U.S. Students Still Trailing Pre-Covid Learning Levels

July 12, 2023

U.S. students have not returned to pre-Covid pandemic learning levels in math and reading, according to a study released Tuesday by the Northwest Evaluation Association (NWEA), a national education research organization.

The study highlights a continuing strain on education by the Covid pandemic, when lockdowns and social distancing led to school closures and remote learning across the U.S.

Evaluation by the NWEA found that test scores from 6.7 million public school students in third through eighth grades had not made the same progress in the 2022-’23 school year as students before the pandemic. 

The study’s co-author, Karyn Lewis cautioned that “we can’t just accept that this is our new reality.”

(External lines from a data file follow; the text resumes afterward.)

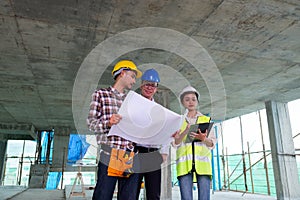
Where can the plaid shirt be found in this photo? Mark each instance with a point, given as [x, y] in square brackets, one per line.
[106, 102]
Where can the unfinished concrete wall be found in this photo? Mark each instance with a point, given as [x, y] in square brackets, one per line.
[283, 151]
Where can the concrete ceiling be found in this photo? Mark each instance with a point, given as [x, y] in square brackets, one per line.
[251, 48]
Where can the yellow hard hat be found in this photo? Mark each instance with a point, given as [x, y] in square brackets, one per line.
[125, 64]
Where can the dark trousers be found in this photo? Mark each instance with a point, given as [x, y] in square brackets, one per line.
[105, 186]
[148, 166]
[152, 184]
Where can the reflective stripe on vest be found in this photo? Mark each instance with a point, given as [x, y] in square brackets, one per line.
[184, 155]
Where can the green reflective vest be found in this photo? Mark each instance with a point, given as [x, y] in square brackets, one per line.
[184, 154]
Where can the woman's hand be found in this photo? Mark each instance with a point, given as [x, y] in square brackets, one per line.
[179, 136]
[198, 136]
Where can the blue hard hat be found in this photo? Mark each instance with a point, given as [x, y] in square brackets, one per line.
[151, 75]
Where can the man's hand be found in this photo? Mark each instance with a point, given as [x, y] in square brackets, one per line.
[115, 118]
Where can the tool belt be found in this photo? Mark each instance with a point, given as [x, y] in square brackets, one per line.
[120, 162]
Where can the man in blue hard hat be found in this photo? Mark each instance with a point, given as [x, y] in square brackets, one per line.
[150, 157]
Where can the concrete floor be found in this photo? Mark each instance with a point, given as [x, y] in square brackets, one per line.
[22, 193]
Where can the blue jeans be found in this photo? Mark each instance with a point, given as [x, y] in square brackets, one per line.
[186, 186]
[104, 190]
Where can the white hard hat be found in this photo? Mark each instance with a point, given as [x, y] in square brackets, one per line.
[189, 89]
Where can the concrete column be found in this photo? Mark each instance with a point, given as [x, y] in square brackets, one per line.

One silver lining: third graders exhibited above-average growth in both math and English, though Lewis said it was unclear why.

Students from high poverty areas were the most academically harmed by the pandemic, as were traditionally marginalized groups such as Black and Hispanic children.

In 2022 the government allocated nearly $200 billion to address the learning gap. Schools have reportedly used the funding for such efforts as tutoring programs and summer school options.

In December a study by Stanford University found that an extended learning lag could cost each student $70,000 in potential earnings over their lifetime. Overall economic costs from the education losses could total $28 trillion over the rest of this century, according to one Stanford economist.